New father registry could speed up adoptions

The State
by The Associated Press
Tuesday, January 5, 2010

South Carolina has joined nearly three dozen other states that have registries for biological fathers, which adoption advocates hope will shorten the time children spend in foster care.

Columbia adoption lawyer Paul Meding said the registry could shave a couple of months from completing adoptions, ending the practice of running “John Doe” ads in newspapers seeking a biological father.

The new law requires men who believe they may have fathered children to register with the state or they can lose the ability to have a say in whether a child is put up for adoption. The registry cannot be used to pursue child support, according to the law.

Previously, the state Department of Social Services or adoptive parents had to publish an ad weekly, for three consecutive weeks, notifying an unknown father of a pending adoption and the loss of his parental rights.

“You’ve got a waiting child; you’ve got loving parents and at the last minute, all the sudden, they identify this father,” said state Rep. Joan Brady, a Columbia Republican who sponsored the measure.
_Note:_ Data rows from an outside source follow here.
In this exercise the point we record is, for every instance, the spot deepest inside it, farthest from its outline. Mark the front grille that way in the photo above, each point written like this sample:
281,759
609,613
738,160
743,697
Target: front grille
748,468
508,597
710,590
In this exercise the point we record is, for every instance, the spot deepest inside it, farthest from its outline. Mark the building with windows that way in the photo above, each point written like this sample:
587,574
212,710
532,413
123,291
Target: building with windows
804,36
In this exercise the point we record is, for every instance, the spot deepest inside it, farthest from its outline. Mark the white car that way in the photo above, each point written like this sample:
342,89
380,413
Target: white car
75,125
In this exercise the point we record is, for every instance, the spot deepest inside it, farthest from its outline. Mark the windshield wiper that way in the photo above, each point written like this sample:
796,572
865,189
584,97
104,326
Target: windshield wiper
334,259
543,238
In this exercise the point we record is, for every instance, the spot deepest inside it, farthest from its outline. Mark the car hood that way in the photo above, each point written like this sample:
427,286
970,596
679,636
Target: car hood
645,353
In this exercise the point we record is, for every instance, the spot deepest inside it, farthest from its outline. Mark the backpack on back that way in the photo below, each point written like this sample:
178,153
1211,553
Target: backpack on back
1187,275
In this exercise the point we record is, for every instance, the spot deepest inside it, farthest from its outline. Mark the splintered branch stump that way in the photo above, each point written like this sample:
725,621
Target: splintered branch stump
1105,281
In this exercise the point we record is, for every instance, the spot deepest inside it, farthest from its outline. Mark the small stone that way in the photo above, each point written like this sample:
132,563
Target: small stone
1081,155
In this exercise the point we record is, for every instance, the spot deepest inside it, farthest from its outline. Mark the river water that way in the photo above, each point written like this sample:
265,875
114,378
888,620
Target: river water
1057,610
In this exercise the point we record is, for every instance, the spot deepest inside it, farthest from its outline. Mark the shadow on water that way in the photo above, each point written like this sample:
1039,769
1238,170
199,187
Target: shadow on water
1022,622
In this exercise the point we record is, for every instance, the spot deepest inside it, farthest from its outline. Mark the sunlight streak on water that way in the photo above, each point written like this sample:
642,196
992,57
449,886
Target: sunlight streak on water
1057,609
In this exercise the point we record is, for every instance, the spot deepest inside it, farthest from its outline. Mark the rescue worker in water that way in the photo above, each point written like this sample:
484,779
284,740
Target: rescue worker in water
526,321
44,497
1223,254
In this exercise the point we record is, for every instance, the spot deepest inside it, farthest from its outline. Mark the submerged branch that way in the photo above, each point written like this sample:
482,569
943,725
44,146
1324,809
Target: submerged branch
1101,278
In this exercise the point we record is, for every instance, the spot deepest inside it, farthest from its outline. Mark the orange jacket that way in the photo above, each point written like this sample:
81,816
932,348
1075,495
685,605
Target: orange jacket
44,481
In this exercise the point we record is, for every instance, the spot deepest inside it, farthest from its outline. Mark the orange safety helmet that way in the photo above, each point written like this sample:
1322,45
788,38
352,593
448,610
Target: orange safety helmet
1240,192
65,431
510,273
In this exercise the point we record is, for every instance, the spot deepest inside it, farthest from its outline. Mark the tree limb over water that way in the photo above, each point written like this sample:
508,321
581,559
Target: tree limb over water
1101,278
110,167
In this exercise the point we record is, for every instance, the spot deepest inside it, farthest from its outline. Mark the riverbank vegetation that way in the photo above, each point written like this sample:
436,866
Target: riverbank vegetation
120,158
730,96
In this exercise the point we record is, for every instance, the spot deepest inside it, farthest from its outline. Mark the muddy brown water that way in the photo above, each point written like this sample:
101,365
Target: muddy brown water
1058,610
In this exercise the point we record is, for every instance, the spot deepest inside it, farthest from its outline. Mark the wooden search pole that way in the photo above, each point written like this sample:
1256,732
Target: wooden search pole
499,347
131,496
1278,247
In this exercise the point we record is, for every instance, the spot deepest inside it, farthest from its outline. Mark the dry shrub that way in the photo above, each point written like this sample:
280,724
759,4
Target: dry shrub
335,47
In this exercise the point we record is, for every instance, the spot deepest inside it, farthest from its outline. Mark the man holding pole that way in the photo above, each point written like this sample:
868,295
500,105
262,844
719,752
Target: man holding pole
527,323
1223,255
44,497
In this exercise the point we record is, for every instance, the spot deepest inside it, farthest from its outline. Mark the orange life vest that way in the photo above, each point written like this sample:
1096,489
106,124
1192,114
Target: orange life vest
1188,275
The state spends about $100,000 yearly on the ads, she said. Advocates acknowledge few people respond to the ads, which were used when a birth mother had not named a father.

The law also requires that hearings to end parental rights be heard within 120 days. Backlogs in family court currently cause cases to be repeatedly delayed, for what can seem a lifetime to young children, Brady said.

Men who are involved in their children’s lives still have to be notified when an effort to end their parental rights is undertaken.

Children Come First, a nonprofit organization that presses for changes in South Carolina’s foster care system, contends the registry will shorten the time children spend in state foster care before adoption, which in 2008 was an average of three years. The federal standard is two years.

“Legal delays often result due to rumors that another man might be the child’s father or because of the legal requirement to notify ‘John Doe’ through publication. The registry will eliminate the expenditure of time, money and public resources currently used searching for fathers who do not want to be found,” the group wrote on its Web site.

The law is modeled after similar ones in 33 other states, including Georgia, Florida and Tennessee.

“If you truly have an interest in your parental rights, if you are truly responsible and earnest in your role in your child’s life and their future, you would place your name on this registry,” Brady said.

Under the law, fathers who have supported a child or woman while pregnant, are currently living with the mother, are listed on the birth certificate, or whom the mother identifies in a sworn statement, still must be notified of adoption or efforts to terminate parental rights.

Unmarried fathers can begin registering Jan. 1. Searches of the registry will replace “John Doe” ads on July 1.